The illegality of Colorado's legal marijuana could come as a surprise to a new generation of military recruits, U.S. Rep. Mike Coffman fears.
Smoking pot is a bar to military service, and waivers that once allowed former users to sign up are evaporating as the military cuts its rosters in response to a shrinking budget.
Coffman, a Colorado Republican, has heard the military's concerns with the Colorado and Washington laws for the drug in his post as a member of the House Armed Services Committee and says the uniformed services won't budge on their stance.
"We're the first state to step out with legalization of marijuana, but the military isn't stepping out with us," Coffman said in a telephone interview from Washington.
The military requires recruits to divulge past drug use and undergo drug testing. A positive test, or a history of use deemed "habitual" under broad criteria results in potential recruits being shown the door.
James Culp, a Texas-based civilian attorney who defends military clients at court-martial cases nationwide, said the legality of pot under state laws won't result in military leniency.
Culp recently represented a California airman charged with drug possession for growing a pot plant legal under state law.
"The government threw the book at him," Culp said.
The U.S. Department of Justice has stayed away from prosecutions in most marijuana cases where state and federal laws conflict. Marijuana remains illegal under federal law.
Citing the Uniform Code of Military Justice, the services have kept up their war on the drug.
"The military has not been given instructions to reduce their enforcement of drug laws and will not change without congressional intervention," Culp said.
Coffman said Congress isn't ready to change military pot laws in the foreseeable future.
"We'll always be reevaluating all policies that pertain to recruiting, but the military sees this as a combat readiness and safety issue," said Coffman, who served in the Army and Marine Corps with more than 30 years of active and reserve duty.

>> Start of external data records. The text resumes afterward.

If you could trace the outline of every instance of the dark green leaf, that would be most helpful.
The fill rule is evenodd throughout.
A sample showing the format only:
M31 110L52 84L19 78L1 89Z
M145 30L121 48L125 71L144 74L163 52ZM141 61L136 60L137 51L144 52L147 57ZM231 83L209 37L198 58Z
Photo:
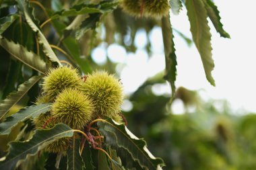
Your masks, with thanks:
M218 10L217 6L212 0L203 0L205 5L205 9L208 13L208 16L212 24L216 29L216 31L220 33L220 36L224 38L230 38L230 36L223 29L223 25L220 22L220 11Z
M181 0L170 0L170 9L174 15L179 15L182 8Z
M99 4L81 3L74 5L69 9L64 9L53 14L52 17L57 16L77 16L78 15L104 13L113 11L117 5L117 1L102 1Z
M9 93L16 89L17 82L19 82L18 80L21 76L22 67L22 62L10 60L5 85L3 90L3 99L5 99Z
M16 114L7 117L5 122L0 124L0 134L7 134L11 132L14 126L29 118L36 118L40 114L44 114L51 110L51 105L49 103L42 103L37 105L31 105L24 108Z
M183 38L184 40L185 40L185 42L187 42L187 45L189 46L190 46L191 45L192 45L193 41L192 41L192 40L191 38L188 38L185 34L183 34L181 32L176 30L175 28L172 28L172 30L174 32L175 32L176 33L177 33L179 34L179 36L180 36L182 38Z
M80 142L77 138L73 138L71 147L67 151L67 169L82 170L85 165L79 154Z
M16 59L33 69L44 74L48 70L48 66L39 56L32 51L28 51L20 44L9 41L0 36L0 45Z
M214 62L212 58L212 35L203 0L186 1L185 5L190 22L190 30L195 46L200 54L206 78L211 85L215 86L214 79L212 75L212 71L214 68Z
M95 167L92 163L92 152L87 141L85 141L85 144L81 156L84 160L86 170L95 169Z
M14 169L18 162L24 161L28 155L34 155L55 139L71 137L73 134L73 130L63 124L57 124L51 129L37 130L32 138L28 141L9 143L8 153L4 159L2 158L0 168L5 170Z
M112 158L113 161L110 161L112 169L122 170L124 169L122 167L122 162L119 157L117 155L117 151L115 149L112 149L111 147L108 147L109 155ZM122 167L122 168L121 168Z
M172 99L175 93L175 81L177 75L177 62L176 60L174 43L173 42L172 29L170 22L170 17L164 17L162 19L162 33L164 39L165 54L165 75L172 88Z
M98 170L110 170L104 153L98 151Z
M133 158L131 161L137 161L141 167L150 170L162 169L163 161L154 157L147 148L145 140L134 136L125 125L109 119L98 122L98 126L105 137L105 144L125 149Z
M0 120L1 120L9 110L17 103L22 97L43 76L34 76L29 80L21 84L18 88L18 91L11 93L0 104Z
M18 17L17 14L11 14L0 18L0 34L2 34Z
M18 4L18 8L20 9L20 11L25 15L28 24L30 26L32 30L36 33L38 43L42 46L42 50L45 55L47 56L50 60L57 62L59 65L61 66L60 61L57 57L55 53L53 52L53 49L51 48L46 38L33 22L33 19L32 19L33 16L28 9L28 1L26 0L17 0L17 2Z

Retired Army Lt. Gen. Ed Anderson said the conundrum will be a top topic when the pro-military Colorado 30 Group meets with the Army's recruiting boss on Friday in Colorado Springs.
The 30 Group is made up of business leaders from around the state who track military issues and lean on the government to support Colorado troops and bases.
Maj. Gen. Allen W. Batschelet will talk to recruiters through the region and agreed to meet with the organization.
Anderson said he'll breach to issue of legal pot, but he's not asking for military mercy.
"I have to admit I'm biased against marijuana," said Anderson, the former vice-commander of U.S. Northern Command.
Retired Air Force Maj. Gen. Wes Clark said the military's intolerance of pot is why he helped lead the charge to get a ban on recreational marijuana sales in Colorado Springs.
"It comes under the heading of unintended consequences," said Clark. "It's not just the military - there are a lot of companies that drug test their new hires."
Clark wants a campaign to tell young Coloradans that legal pot can hurt their future. He said the military will stand its ground unless federal laws are changed.
"Why would we want a bunch of people using drugs in the military?" he said.
Retired Army Command Sgt. Maj. Terrance McWilliams, who heads military programs for the El Pomar Foundation, said legal pot has posed few challenges for the active-duty military in the Pikes Peak region.
Frequent drug tests and harsh penalties are adequate to keep soldiers and airmen away from marijuana, he said.
"All service members know what the consequences are," he said.
But budding recruits are another story.
"We need to warn the kids about the impacts of using marijuana in terms of military service," McWilliams said. "All those (enlistment) waivers are no longer there and the criteria is getting tighter and tighter. You have to be a model young citizen to join the military."
The Air Force Academy has posted a warning on its admissions website: "While past experimentation with marijuana is not necessarily disqualifying, current use detected during your medical . will be disqualifying."
Culp said the military is likely the last place in America where pot will be deemed acceptable.
"The military, in many ways, is the most conservative force in our society," he said.
"I can never see a day when it is lawful for a service member to use marijuana."